Jan’s Story

Jan has gotten Supplemental Security Income (SSI) and Arizona Health Care Cost Containment System (AHCCCS) benefits for many years due to depression and an anxiety disorder. She has been working as a part-time cashier at a restaurant, but her goal is to become a professional chef.

Her vocational rehabilitation counselor told her about SSI’s Plan to Achieve Self-Support (PASS) program. They both agreed it would be a great way for Jan to save money to pay for vocational school and the other steps she needed to take to start a career as a chef.

Keeping Her SSI Benefits

Jan was relieved to hear that saving money in a PASS would not lower her monthly SSI benefits. In fact, setting up a PASS would help her to get the most out of her benefits. She also learned that by setting up a PASS, she’d be able to set aside the countable income from her wages to pay for expenses related to becoming a chef. Social Security would not count that money when they calculated her SSI benefits, nor would they count it against SSI’s $2,000 resource limit for a single person.

“Think of it this way,” said her counselor. “By setting up a PASS, your SSI benefits will go up to help pay for your living expenses, and you’ll be able to invest your wages in achieving your work goal.”

Developing Her Plan

As Jan and her counselor looked over the PASS application form, Jan realized that it was going to take a while to complete the application.

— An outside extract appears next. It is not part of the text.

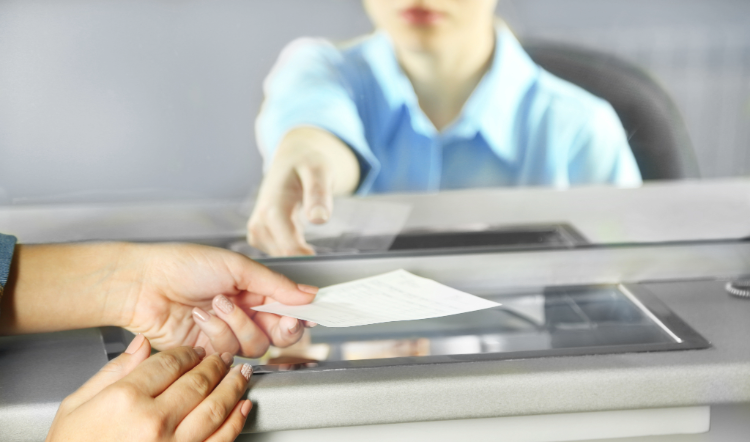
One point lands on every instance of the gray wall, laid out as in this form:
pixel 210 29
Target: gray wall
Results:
pixel 116 100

Rather than try to complete the application all at once, Jan worked on it over a 3-day period. She checked in with a friend and her vocational counselor regularly as she filled out the application, asking them for feedback on what she’d written. She also contacted a PASS specialist and asked for guidance.

The application asked Jan about her professional goal and information on her medical history, work history, and educational background. It also asked about expenses related to achieving her goal. Jan made a list of all the expenses she would need to pay for using her PASS, including tuition for culinary classes, books, knives, transportation to and from school and interviews, uniforms, and other clothes for work.

PASS Approved

Jan completed the application and submitted it to her PASS Cadre, along with a copy of her Individual Plan for Employment (IPE). Three weeks later, she got a letter in the mail saying that her PASS had been approved.

Jan was ecstatic! She reviewed the letter, which included information about the monthly amount she had to set aside for her PASS, her approved expenses, and the date of her first PASS review. She went out and bought a binder to store all her receipts, letters, and bank statements related to her PASS. She also opened a separate checking account for the money she would be setting aside to pay for expenses approved by her PASS.

PASS turned out to be a great tool for Jan. It allowed her to use her SSI benefits to pay for her basic living expenses while she pursued her career goal. And in the long run, it would enable her to work at a job she loves, earn a good living, and get off SSI.